Around 58,000 die of snakebite every year in the country. A majority of snakebites that lead to death or disability are attributed to the ‘big four’ of Indian snakes – Russell’s viper, which is one of the deadliest snake species in the world; spectacled cobra; common krait; and saw-scaled viper. Commercial antivenom treatment for snakebite does not always prove effective. However, only a few efforts have been made to understand the reason for this.
In a new study geared in this direction, researchers at Bengaluru-based Indian Institute of Science (IISc)’s Centre for Ecological Sciences (CES) and collaborators have demonstrated that the venom of Russell’s vipers was dramatically different in composition and toxicity based on geographical location, though the commercial antivenom treatment for Russell’s viper venom works as marketed for most populations of this snake, except the ones in North India.
The findings are considered important as a previous study on cobras had shown similar variations in venom based on location, but there the commercial antivenom treatment was not found effective against most populations.
Presently, commercial antivenoms are often deployed in the market without even preclinical assessments, which are typically done using animals, let alone clinical studies, which involve testing on humans.
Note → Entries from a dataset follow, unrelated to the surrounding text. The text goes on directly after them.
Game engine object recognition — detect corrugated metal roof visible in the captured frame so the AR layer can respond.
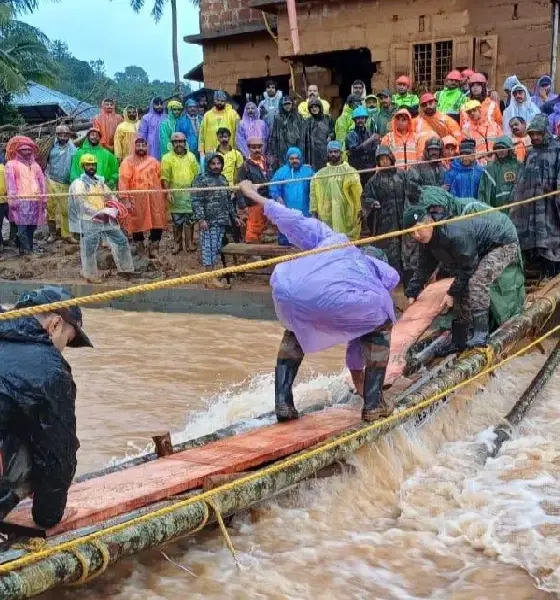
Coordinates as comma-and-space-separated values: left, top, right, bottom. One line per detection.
12, 81, 99, 119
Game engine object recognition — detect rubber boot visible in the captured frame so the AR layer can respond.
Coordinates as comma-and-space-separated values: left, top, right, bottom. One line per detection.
436, 319, 469, 358
148, 242, 159, 258
172, 225, 183, 254
467, 310, 490, 348
362, 367, 395, 423
274, 358, 301, 423
47, 221, 56, 244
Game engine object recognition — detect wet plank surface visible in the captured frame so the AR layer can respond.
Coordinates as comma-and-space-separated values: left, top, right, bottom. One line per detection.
6, 408, 360, 537
385, 279, 453, 384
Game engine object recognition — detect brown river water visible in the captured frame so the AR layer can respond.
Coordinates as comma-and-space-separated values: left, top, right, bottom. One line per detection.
43, 310, 560, 600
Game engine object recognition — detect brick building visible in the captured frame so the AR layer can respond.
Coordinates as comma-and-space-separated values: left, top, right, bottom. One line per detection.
185, 0, 559, 114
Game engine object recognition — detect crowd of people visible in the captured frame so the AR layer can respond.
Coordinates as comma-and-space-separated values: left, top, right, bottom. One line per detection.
0, 70, 560, 287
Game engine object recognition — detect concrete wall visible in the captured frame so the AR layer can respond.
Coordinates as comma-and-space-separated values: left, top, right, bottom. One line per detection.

The new study on Russell’s viper along with the previous one on cobra has shown that this was not the correct approach.
Kartik Sunagar, Assistant Professor at CES and the corresponding author of this study said that the viper and cobra studies have shown that it was not possible to really predict the clinical or preclinical outcomes just by observing venom variation across populations and that the clinical and preclinical studies are the only methods to accurately test the efficacy of antivenoms.
The researchers stressed the need to immediately start producing region-specific antivenoms for deadly snakes in snakebite hotspots of the country. Prof Sunagar also emphasised the importance of developing recombinant antivenoms that can be produced in cells on culture plates instead of the current method of using horse antibodies for increased efficacy, specificity, and safety – an area that his lab is working on as well. The researchers had collected venom from 48 individual vipers in five biogeographical regions of India, as well as tested how well the antivenom neutralised the different types of venoms in mice.
The study team included Romulus Whitaker of Madras Crocodile Bank Trust/Centre for Herpetology, Gerard Martin of The Liana Trust, Rathinapuri, Hunsur, Karnataka, and Nicholas Casewell of Centre for Snakebite Research & Interventions, Liverpool School of Tropical Medicine, UK, R. R. Senji Laxme, Suyog Khochare, Saurabh Attarde, Vivek Suranse and Ashwin Iyer Of IISc. They have published a paper in PLoS Neglected Tropical Diseases.